A raffle designed to put money in the coffers of a youth softball league in Texas is undergoing some changes after a few complaints about the supposedly inappropriate nature of the giveaway: the chance to win an AR-style rifle and a Glock handgun in particular.
Among those complaining; parent Elizabeth England, whose daughters have played in the South Montgomery Girls Softball League for the past ten years. And what exactly is England’s issue?
“I was like, okay not my favorite thing in the world but it’s Texas, it’s Montgomery County,” England said.
She got an email about a fall fundraiser and they were raffling off a gun. One entry is $25 and five entries are $100.
“It would be one thing if they were raffling off a hunting rifle, it’s about to be hunting season,” noted England. “This a semi-automatic Smith and Wesson AR 15 style rifle, one of those big scary-looking guns.”
I have news for England: every firearm is a deadly weapon, whether we’re talking about a Glock 17, a Smith & Wesson M&P 15T II, a revolver, repeating rifle, or a bolt-action hunting rifle with a warm and friendly wooden stock. That old-fashioned hunting rifle is likely to be more powerful than an AR-15, however, and honestly it sounds like England would be just as upset if organizers of the raffle had offered up any gun as a prize.
England says her concerns lie more with the timing and the “type” of weapon being raffled off.
“I don’t think it’s appropriate for a children’s activity to be raffling off this type of weapon. They wouldn’t raffle off a liquor and tobacco basket, they wouldn’t raffle off a gift card to a dispensary, those are not appropriate for children’s activities and I don’t think this is either.”
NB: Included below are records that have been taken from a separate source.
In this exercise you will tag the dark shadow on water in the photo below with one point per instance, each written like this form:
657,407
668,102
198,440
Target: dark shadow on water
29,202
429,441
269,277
I don’t what Texas law has to say about raffling off booze or tobacco, but I’d absolutely be willing to purchase a few tickets for a bourbon basket or a cigar giveaway, and what would be the issue? It’s not like kids are entering the raffle themselves. It’s their parents and other adult supporters of the youth softball league who are kicking in their cash to keep young athletes on the field, so why shouldn’t the raffle giveaway reflect the interests of adults and not the children who participate in the softball league?
While England’s complaints haven’t gone unheeded, I doubt she’s going to be pleased with the compromise the raffle organizers came up with.
In a statement to KPRC-TV, the league initially defended its decision. “The gun raffle is a legal and common practice,” they said.
“All winners will need to pass a background check before receiving any prize,” it continued. “If winners don’t pass the background check, they are deemed ineligible. SMGSL strives to be responsive to the needs of our membership.”
However, according to KPRC-TV, the league has responded to the outrage by swapping the prize. Instead of the guns, the raffle winner will receive a $1,400 gift card to Springs Gun and Ammo, a local gun store, the local news station reported.
Now England doesn’t have to fret about the league officially offering a “big scary-looking” gun as a prize, and the winner of the raffle can still pick out an AR-style rifle if they choose. Like I said, that probably doesn’t go far enough for the few opponents of the raffle (the league says its received three complaints from more than 500 families), but I applaud the league for sticking to its guns, so to speak. The primary purpose of this raffle may be designed to benefit the youth softball league, but it’s also an opportunity to stand up and speak out against those who would denormalize our right to keep and bear arms, and the league is sending a message of its own by refusing to give in to the demands of a handful of anti-gun advocates.